Tetapi tidak semua kegiatan pembelajaran daring berjalan mulus. Banyak kendala. Mulai dari ketiadaan sinyal sampai kuota habis. Atau, tidak memiliki hape untuk mengikuti daring.

Orang tua atau wali murid pun tidak paham pelajaran anak. Sebagian dari mereka bekerja mencari nafkah sehingga tidak maksimal mendampinginya saat belajar, serta beragam poblematika lain.

Melihat kenyataan itu, seorang dosen Fisip Universitas Soedirman (Unsoed) Purwokerto, Dr Rahmad Santosa,  merelakan rumahnya yang baru selesai dibangun empat bulan silam untuk kegiatan belajar.

Tidak hanya menyediakan peralatan meja kecil, namun juga terpasang wifi gratis untuk kepentingan pembelajaran. Di ruang kelas itulah Rahmad terjun langsung mengajari anak-anak mulai usia PAUD (Pendidikan Anak Usia Dini) hingga jenjang sekolah atas.

Dia mengajar pagi pukul 09:00-10:00 dan sore pukul 15:30 atau usai Ashar hingga menjelang Maghrib. Selain mengajari PR ataupun pelajaran siswa, alumnus S3 UNY (Universitas Negeri Yogyakarta) ini juga mengajar ngaji.

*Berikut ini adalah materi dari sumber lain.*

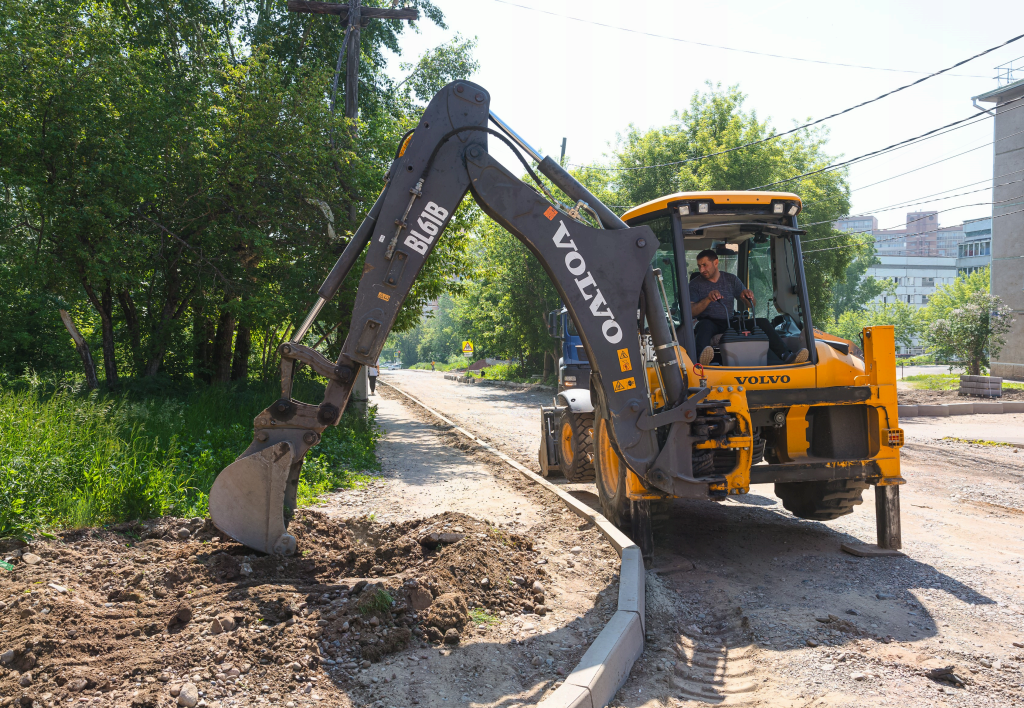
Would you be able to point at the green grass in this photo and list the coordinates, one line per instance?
(381, 601)
(946, 382)
(71, 460)
(481, 617)
(988, 443)
(439, 366)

“Awalnya hanya beberapa. Sekarang sudah 20 anak yang  belajar di sini,” kata Doktor Rahmad ditemui koranbernas.id di kediamannya Dusun Jetak Jomblang Kalurahan Mulyodadi  Kapanewon Bambanglipuro Bantul, beberapa waktu lalu.

Mereka adalah anak-anak yang orang tuanya menjadi  jamaah Masjid Al Barokah kampung setempat. Kegiatan itu dilakukan sembari tetap mengajar mahasiswanya secara daring.

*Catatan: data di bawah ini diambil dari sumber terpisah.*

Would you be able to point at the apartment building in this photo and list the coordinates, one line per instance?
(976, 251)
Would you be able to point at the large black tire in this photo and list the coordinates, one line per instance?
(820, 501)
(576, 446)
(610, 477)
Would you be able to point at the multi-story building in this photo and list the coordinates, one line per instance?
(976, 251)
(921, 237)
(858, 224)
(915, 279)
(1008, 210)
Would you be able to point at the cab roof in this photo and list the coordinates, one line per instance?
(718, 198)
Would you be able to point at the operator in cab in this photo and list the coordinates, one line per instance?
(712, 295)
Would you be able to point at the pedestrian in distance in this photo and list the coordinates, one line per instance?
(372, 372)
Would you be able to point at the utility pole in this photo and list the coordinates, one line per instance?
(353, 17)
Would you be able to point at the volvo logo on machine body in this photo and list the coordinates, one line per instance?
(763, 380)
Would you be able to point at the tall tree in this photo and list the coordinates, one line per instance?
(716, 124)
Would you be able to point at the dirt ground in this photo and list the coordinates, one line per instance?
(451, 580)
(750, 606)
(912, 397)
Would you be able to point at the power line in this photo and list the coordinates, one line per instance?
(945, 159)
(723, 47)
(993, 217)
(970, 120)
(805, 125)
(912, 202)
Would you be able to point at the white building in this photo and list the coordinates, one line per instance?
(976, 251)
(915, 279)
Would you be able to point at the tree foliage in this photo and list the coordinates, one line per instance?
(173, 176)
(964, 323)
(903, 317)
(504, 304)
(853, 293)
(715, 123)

Dalam seminggu, pria yang mengambil gelar sarjana dan master di Universitas Gadjah Mada (UGM) itu mengajar tiga kali yakni Senin, Rabu dan Jumat. Mereka yang datang pagi, sore boleh datang lagi. “Jadi sambil mengaji mereka bisa mengerjakan PR di sini,” katanya.

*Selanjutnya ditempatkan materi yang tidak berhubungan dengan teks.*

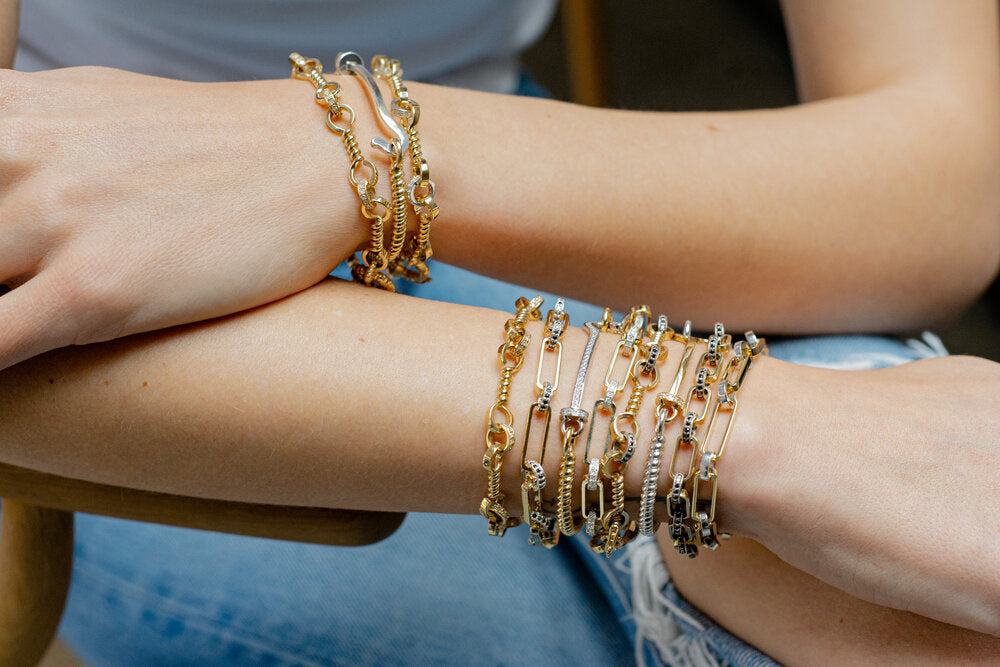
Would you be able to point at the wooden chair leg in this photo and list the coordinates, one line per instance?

Doktor Rahmad mengakui, saat pembelajaran daring hanya unsur kognitif saja yang berkembang. Siswa hanya mengerjakan tugas dari guru lantas dikumpulkan. Sebatas itu.

Unsur afektif menyangkut sikap, nilai, perilaku, perasaan, minat maupun emosi serta unsur psikomotorik (kemampuan fisik seseorang) tidak berkembang baik.

“Maka saya di sini juga ada klasikal, misal empat orang dijadikan satu pembelajaran sehingga tumbuh interaksi, kerja sama, saling membantu temannya yang kesulitan dan membangun unsur kebersamaan,” katanya.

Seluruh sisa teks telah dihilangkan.